Libraire pendant 10 ans et désireuse de le redevenir, je refuse de baisser les bras, je veux continuer à me battre, mais pourrais-je le faire dans un monde où désormais Amazon peut remporter un prix et nous balayer sans que cela ne choque personne ? Dans un monde où, je viens à peine de l’apprendre, le ministère de la Culture proposerait un pass culture jeunesse de 500 euros, dont seulement 100 pour les livres, à dépenser y compris chez Amazon.
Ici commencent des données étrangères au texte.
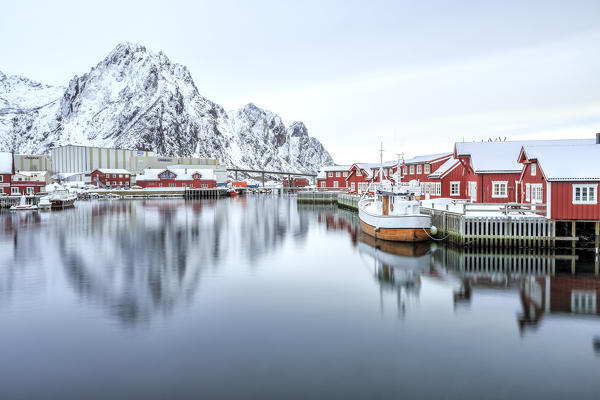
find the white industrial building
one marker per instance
(80, 161)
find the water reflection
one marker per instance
(139, 258)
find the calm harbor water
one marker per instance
(260, 298)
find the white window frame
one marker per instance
(455, 184)
(537, 193)
(500, 184)
(585, 188)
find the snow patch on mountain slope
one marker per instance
(139, 99)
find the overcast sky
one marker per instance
(416, 75)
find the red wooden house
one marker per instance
(29, 183)
(421, 168)
(361, 175)
(177, 178)
(492, 170)
(332, 176)
(111, 178)
(565, 178)
(7, 169)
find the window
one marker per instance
(585, 194)
(454, 188)
(499, 189)
(537, 193)
(583, 302)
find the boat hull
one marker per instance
(397, 234)
(59, 204)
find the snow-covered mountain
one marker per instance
(138, 99)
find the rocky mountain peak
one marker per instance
(138, 99)
(298, 129)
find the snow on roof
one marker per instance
(5, 163)
(331, 168)
(426, 158)
(183, 174)
(445, 167)
(503, 156)
(113, 171)
(567, 163)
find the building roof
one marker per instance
(503, 156)
(426, 158)
(448, 165)
(183, 174)
(5, 163)
(331, 168)
(567, 163)
(369, 168)
(113, 171)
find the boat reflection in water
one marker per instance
(397, 266)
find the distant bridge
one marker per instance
(265, 172)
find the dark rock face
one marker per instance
(138, 99)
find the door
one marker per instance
(473, 191)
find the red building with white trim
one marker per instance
(565, 178)
(332, 177)
(6, 171)
(177, 178)
(111, 178)
(360, 175)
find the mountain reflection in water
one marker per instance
(259, 297)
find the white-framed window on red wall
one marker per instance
(585, 194)
(455, 188)
(499, 189)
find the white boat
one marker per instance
(45, 203)
(23, 206)
(395, 215)
(62, 199)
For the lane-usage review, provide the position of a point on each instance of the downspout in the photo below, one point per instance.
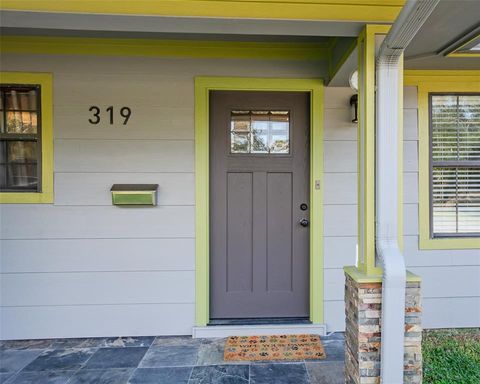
(409, 21)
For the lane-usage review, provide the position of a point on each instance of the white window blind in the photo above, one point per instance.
(455, 164)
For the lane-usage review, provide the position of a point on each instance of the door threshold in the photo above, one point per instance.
(258, 329)
(261, 320)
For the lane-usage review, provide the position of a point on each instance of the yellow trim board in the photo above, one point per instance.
(203, 85)
(366, 148)
(426, 82)
(163, 48)
(45, 81)
(346, 10)
(361, 277)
Madame, Messieurs, il ne me reste plus qu’à espérer que les autres membres des jurys littéraires ne suivront pas votre détestable exemple.
Mélanie Le Saux
Marie-Pierre Reibel, coordinatrice de l’association LIL, jointe par ActuaLitté, nous indique que, pour l’heure, « nous n’avons pas encore de position officielle. Plusieurs libraires adhérents ont, en signe de protestation, retourné les ouvrages de M. Besson, mais avant de mettre en place une action collective, nous attendons un peu ».
De fait, l’ouvrage pointé par les libraires, commercialisé via Amazon, avait été largement soutenu par Patrick Besson, juré du prix Renaudot. « Les libraires attendent surtout la deuxième liste, pour tâter le terrain. Si ce fameux livre est toujours présent, alors il y a de fortes chances que ce ne soient pas que les livres de M. Besson qu’ils retourneront. »
Et d’indiquer, surtout, qu’il ne faut pas se méprendre sur la démarche. Le problème n’est certainement pas celui de l'auteur autopublié, mais « bien la plateforme sur laquelle elle est pratiquée. Les gens n’aiment pas l’entendre, quand ils sont clients d’Amazon, mais en achetant là, il cautionnent l’optimisation fiscale, autant que des pratiques qui ne sont pas propres, vis-à-vis des salariés ».
Elle poursuit : « Nos emplois sont tous corrélés les uns aux autres, avec un impact sur les fournisseurs – les éditeurs en l’occurrence – qui sont significatifs. En achetant local, c’est leur propre emploi qu’ils préservent. » Dans le grand Est, plusieurs libraires ont rapidement réagi en choisissant le boycott pur et simple. Nous attendons désormais de plus amples informations.